These findings are supported through transcriptome analysis (the volume of messenger RNA molecules). Addictive disease (drug and non- drug (process) [22], depression [23], anxiety disorder [24], attention-deficit/hyperactivity disorder (ADHD) [25] and post-traumatic stress disorder (PTSD) [26] are all phenotypical conditions. Because these conditions share candidate genes and the co- occurring expression of neuropsychiatric conditions affecting the midbrain, ventral striatum, the term Reward Deficiency Syndrome has been coined to describe their shared etiology and pathophysiology [27].

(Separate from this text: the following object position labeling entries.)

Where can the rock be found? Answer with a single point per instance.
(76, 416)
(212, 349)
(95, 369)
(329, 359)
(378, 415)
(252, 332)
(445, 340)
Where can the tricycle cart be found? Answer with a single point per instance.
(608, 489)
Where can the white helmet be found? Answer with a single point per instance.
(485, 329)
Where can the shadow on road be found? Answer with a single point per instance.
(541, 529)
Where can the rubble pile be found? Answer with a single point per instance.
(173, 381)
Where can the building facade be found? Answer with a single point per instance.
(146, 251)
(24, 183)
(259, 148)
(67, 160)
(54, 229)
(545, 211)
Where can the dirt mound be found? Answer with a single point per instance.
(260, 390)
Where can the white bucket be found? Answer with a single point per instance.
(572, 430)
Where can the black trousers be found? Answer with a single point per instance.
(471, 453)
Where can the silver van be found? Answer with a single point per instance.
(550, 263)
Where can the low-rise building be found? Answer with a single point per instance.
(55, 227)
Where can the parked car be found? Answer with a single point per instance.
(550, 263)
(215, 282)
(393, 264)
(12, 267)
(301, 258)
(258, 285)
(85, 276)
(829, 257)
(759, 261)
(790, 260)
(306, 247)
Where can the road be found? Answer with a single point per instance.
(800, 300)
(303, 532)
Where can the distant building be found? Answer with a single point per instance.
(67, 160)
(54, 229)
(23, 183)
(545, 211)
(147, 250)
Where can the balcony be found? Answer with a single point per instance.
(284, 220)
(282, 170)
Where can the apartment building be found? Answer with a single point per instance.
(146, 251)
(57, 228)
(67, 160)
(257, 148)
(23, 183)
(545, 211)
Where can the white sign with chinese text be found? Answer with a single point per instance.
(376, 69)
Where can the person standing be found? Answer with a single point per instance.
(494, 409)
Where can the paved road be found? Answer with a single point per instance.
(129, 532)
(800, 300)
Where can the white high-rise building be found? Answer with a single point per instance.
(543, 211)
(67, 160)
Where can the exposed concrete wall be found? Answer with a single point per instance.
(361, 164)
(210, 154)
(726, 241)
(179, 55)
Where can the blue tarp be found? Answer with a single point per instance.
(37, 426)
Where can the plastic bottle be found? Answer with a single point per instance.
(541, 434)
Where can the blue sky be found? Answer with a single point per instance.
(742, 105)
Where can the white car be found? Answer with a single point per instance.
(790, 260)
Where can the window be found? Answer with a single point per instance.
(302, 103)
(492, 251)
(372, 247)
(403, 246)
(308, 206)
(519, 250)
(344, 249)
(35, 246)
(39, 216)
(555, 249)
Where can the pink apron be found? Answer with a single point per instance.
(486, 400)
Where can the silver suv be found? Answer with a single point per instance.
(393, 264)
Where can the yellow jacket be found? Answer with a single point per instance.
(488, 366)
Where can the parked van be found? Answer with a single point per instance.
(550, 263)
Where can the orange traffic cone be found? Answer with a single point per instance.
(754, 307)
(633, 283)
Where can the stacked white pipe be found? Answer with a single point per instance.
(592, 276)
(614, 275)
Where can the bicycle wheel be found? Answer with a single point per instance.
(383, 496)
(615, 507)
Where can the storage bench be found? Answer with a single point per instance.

In addition, new imaging technology has shed much needed light on the brain’s “functional anatomy.” Over the last five decades of research concerned with the role and significance of specific neurotransmitters, their bioavailability, and the neurocircuitry that enables the brain to communicate electrochemically, has framed our modern-day view of all addictive behaviours [28]. Pleasure, contentment, mood, focus and cognition all conspire to determine our mental and behavioral health, our life trajectory, and quality. For those with Addictive Disease, and its most common comorbidities, life can seem empty and hopeless.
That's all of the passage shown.